Shelled moringa seeds possess potential to eliminate toxic metals such as cadmium from water resources. The sorption was found to occur due to amino acid-Cd interactions, as revealed by Fourier transform infrared spectrometry [151]. The bark too has an excellent bio-sorbent property for removal of heavy metal ions from waste water or effluents [152]. Similar investigations have revealed the removal of zinc ions and sodium lauryl sulphate (up to 80 %) from aqueous solutions [153,154].
Toxicity studies
In vitro data showed a significant CYP3A4 inhibitory effect which might lead to a potential risk of interaction, on concomitant administration of M. oleifera leaf extract with antiretroviral drugs to HIV/AIDS patients [155].
4(alpha-L-rhamnosyloxy) phenylacetonitrile, 4-hydroxyphenylacetontrile, and 4-hydroxyphenyl-acetamide exhibited mutagenic activity, when subjected to micronucleus test [156]. The root bark extract causes severe skin inflammations and skin dermatitis and may cause violent uterine contractions that can be fatal [157,158].
The interior flesh of the plant can also be dangerous if consumed too frequently or in large amounts. Even though the toxic root bark is removed, the flesh has been found to contain the alkaloid spirochin, which can cause nerve paralysis [6,159].
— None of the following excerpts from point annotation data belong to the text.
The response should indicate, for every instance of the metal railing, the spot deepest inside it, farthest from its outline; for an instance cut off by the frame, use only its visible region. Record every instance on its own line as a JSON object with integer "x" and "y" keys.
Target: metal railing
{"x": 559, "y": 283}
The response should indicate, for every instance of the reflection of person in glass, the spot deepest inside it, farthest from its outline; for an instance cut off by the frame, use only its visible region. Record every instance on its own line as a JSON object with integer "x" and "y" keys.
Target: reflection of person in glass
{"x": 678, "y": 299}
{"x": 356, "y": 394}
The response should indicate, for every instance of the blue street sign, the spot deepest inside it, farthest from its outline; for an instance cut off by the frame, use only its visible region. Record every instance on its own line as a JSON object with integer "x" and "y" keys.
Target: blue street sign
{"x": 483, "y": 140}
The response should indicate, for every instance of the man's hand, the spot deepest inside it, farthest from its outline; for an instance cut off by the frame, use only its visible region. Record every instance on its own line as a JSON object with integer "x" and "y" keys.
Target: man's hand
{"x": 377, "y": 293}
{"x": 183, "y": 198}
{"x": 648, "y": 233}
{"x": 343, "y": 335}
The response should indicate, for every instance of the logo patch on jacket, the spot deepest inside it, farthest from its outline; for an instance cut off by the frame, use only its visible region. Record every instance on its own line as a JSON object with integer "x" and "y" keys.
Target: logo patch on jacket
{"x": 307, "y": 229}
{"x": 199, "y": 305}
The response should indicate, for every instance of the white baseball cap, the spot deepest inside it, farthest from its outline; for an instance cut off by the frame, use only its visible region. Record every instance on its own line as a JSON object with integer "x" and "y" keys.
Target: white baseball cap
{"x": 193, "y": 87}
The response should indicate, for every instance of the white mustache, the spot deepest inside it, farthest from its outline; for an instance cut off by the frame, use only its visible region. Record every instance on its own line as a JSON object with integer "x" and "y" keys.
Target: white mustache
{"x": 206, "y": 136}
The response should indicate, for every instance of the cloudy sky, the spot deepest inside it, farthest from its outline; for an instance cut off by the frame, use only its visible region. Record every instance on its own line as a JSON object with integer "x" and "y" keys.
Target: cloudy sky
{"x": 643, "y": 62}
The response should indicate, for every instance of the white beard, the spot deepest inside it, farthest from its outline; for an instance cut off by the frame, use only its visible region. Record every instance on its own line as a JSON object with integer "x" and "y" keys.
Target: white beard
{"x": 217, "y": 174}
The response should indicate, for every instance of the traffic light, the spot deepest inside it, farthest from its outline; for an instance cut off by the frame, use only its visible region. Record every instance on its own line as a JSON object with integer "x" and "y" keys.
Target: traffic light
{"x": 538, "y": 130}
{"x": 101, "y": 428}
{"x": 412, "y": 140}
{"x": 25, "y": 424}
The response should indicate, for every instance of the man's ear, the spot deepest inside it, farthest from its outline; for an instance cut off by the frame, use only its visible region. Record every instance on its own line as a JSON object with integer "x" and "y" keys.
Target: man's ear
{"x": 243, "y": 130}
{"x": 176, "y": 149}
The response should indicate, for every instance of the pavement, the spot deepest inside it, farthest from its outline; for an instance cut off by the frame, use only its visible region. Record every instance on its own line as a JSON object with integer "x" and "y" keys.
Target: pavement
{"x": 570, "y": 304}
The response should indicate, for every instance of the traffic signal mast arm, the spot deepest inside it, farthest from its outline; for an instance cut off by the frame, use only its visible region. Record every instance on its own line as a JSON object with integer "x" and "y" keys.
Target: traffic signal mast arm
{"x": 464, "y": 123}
The essence of the entire retrospection depicts that M. oleifera possesses diverse utility inviting further investigations in future. The multiple array of pharmacological activities need to be studied more exhaustively to establish exact molecular- mechanism responsible for the activity of individual components. Since the available data is somewhat illusive, standardization of the plant extract and structure elucidation of the phytochemicals reported is essential to develop coherence between its Phytochemistry and pharmacology. Bioavailability studies should be performed to optimize the active dose. In addition, clinical trials should be made to unfold its adverse effects or toxicity, to establish safe use of M. oleifera in human beings. Moreover, there is a great need to formulate the best alternative herbal preparation of M. oleifera that can either be used individually or as an adjuvant therapy to complement the synthetic drugs used presently.